Some people advocate for a special blood test (called 37-kDa 2-5A Rnase L immunoassay). Levels of this enzyme fluctuate (go up and down) a lot in normal people, so it is not a specific diagnostic test. There are a number of other tests being studied, which may some day allow ME/CFS to be diagnosed based on urine or blood tests. However, none is endorsed by medical authorities at this time.
When a clear diagnosis is made, one of the most important parts of treatment is to educate the patient, family, friends, co-workers, and employers about what having the disease means to the person’s life. Many health care providers still doubt that this condition is a distinct disease. Patients will therefore find speaking with those providers difficult unless armed with enough information. It is also important that the patient have a good therapeutic alliance with a health professional who is educated about ME/CFS.
It is critical that patients become as active as able without making the symptoms worse. It is therefore important to learn to plan, pace, and prioritize activities. This is part of pain self-management, which is described in more detail elsewhere on this site.

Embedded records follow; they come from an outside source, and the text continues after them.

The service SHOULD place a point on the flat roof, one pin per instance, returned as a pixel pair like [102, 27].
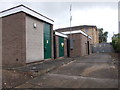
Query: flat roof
[77, 31]
[80, 26]
[60, 34]
[27, 10]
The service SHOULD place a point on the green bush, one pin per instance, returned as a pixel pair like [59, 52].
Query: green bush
[116, 42]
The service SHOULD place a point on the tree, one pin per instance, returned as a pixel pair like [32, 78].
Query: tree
[102, 36]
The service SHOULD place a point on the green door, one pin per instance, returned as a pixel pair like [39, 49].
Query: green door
[61, 46]
[47, 41]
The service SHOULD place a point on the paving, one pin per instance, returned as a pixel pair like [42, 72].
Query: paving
[13, 76]
[93, 71]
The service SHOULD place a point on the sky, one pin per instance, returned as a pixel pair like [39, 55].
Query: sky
[101, 14]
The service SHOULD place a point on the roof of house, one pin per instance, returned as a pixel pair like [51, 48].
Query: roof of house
[61, 34]
[76, 31]
[27, 10]
[77, 27]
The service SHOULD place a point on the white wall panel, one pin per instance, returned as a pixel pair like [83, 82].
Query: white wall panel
[34, 40]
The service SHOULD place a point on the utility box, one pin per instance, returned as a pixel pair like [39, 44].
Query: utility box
[79, 42]
[26, 36]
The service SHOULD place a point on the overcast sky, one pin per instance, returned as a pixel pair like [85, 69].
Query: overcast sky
[102, 14]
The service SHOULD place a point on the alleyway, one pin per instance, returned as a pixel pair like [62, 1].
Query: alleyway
[93, 71]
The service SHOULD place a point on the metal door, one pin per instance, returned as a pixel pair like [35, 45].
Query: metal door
[47, 41]
[61, 46]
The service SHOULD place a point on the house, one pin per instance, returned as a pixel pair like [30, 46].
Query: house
[79, 43]
[92, 31]
[27, 36]
[60, 45]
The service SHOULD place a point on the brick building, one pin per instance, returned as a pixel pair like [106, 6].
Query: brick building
[27, 36]
[88, 29]
[60, 45]
[79, 43]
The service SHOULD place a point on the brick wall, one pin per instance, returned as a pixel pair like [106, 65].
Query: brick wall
[13, 39]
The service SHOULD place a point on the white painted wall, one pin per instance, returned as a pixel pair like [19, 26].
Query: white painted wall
[34, 40]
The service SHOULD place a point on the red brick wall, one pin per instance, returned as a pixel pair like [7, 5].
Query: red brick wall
[13, 32]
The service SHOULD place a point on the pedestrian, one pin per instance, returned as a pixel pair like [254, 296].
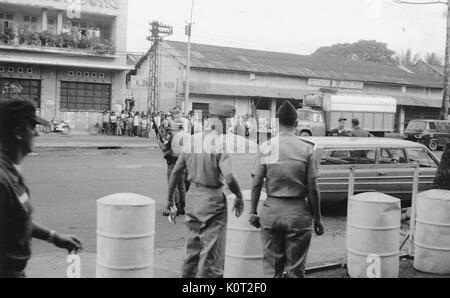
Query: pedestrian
[358, 132]
[105, 121]
[113, 123]
[171, 156]
[124, 117]
[287, 217]
[206, 204]
[18, 122]
[340, 131]
[136, 121]
[129, 129]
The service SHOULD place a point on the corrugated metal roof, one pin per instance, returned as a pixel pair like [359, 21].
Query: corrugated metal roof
[235, 59]
[247, 91]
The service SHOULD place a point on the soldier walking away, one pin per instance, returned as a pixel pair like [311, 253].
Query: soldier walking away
[18, 122]
[287, 216]
[179, 194]
[358, 132]
[206, 204]
[442, 180]
[340, 131]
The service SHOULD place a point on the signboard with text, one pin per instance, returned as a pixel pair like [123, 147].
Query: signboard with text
[77, 7]
[336, 84]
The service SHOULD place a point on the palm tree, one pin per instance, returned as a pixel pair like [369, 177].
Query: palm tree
[434, 59]
[407, 58]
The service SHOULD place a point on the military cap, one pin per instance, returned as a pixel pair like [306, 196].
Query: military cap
[287, 111]
[224, 110]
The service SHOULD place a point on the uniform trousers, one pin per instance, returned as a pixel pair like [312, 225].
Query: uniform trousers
[286, 234]
[206, 222]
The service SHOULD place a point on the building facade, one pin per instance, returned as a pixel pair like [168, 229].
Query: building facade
[258, 82]
[69, 57]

Acupuncture, aquatic therapy, gentle massage, meditation, deep breathing, biofeedback, yoga, tai chi, and massage therapy help some patients as well.
Other lifestyle changes
Other lifestyle changes, like improving your sleep quality, eating a balanced diet, and stopping smoking, are important as well. Coping strategies can be learned to manage problems with memory, concentration, and attention.

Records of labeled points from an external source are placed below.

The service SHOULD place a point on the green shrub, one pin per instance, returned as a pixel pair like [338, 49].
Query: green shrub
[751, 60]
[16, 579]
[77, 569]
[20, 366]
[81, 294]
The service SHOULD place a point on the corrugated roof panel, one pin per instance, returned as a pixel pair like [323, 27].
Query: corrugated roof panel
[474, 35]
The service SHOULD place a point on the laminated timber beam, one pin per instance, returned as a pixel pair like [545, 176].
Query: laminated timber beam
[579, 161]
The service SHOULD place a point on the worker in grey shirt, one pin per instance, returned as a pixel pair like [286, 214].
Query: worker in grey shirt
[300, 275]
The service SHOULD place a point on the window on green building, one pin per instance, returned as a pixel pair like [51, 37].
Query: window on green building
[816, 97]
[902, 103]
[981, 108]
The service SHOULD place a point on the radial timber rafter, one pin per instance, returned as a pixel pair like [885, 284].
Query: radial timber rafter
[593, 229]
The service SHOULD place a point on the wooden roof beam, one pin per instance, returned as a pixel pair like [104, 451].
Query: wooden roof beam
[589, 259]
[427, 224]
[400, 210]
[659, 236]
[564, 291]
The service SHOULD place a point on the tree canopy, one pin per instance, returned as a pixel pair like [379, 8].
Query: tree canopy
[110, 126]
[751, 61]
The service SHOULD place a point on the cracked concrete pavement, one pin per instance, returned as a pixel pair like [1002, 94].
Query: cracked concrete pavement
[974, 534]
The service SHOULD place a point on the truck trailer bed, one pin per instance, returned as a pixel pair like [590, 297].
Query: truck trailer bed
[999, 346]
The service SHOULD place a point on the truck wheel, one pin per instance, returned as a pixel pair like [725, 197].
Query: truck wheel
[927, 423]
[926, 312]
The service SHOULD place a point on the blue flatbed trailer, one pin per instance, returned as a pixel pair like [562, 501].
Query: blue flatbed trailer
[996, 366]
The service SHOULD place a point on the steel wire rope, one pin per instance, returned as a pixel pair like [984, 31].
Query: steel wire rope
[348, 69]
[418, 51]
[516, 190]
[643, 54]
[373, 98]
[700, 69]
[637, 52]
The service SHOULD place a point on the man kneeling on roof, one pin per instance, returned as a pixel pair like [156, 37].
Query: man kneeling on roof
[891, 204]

Medical treatment will focus on managing the symptoms of the disorder. Pain can often be managed with anti-inflammatory medicines or acetaminophen, for example. Patients with ME/CFS are often very sensitive to medicines, so initial doses will be very low, with increases planned if side effects are able to be managed. It may be tempting to treat fatigue with stimulants, but many patients find that this allows them to increase activity in an unplanned and unpaced way, and this causes a “crash” afterwards. Some patients may benefit from:
- tricyclic antidepressants, which treat pain, sleep, and mood
- antihistamines, which may help allergy-like symptoms
- medicines like zopiclone and L-tryptophan may be used to help regulate sleep, but note that zopiclone and medicines like it can cause sleep dependence if used for more than 14 days
- serotonin-norepinephrine reuptake inhibitors (SNRIs) if the patient is depressed
Treating low blood pressure
Low blood pressure, if severe and causing symptoms, may need to be treated with fluids and salt along with support stockings, or in rare cases, with medicine.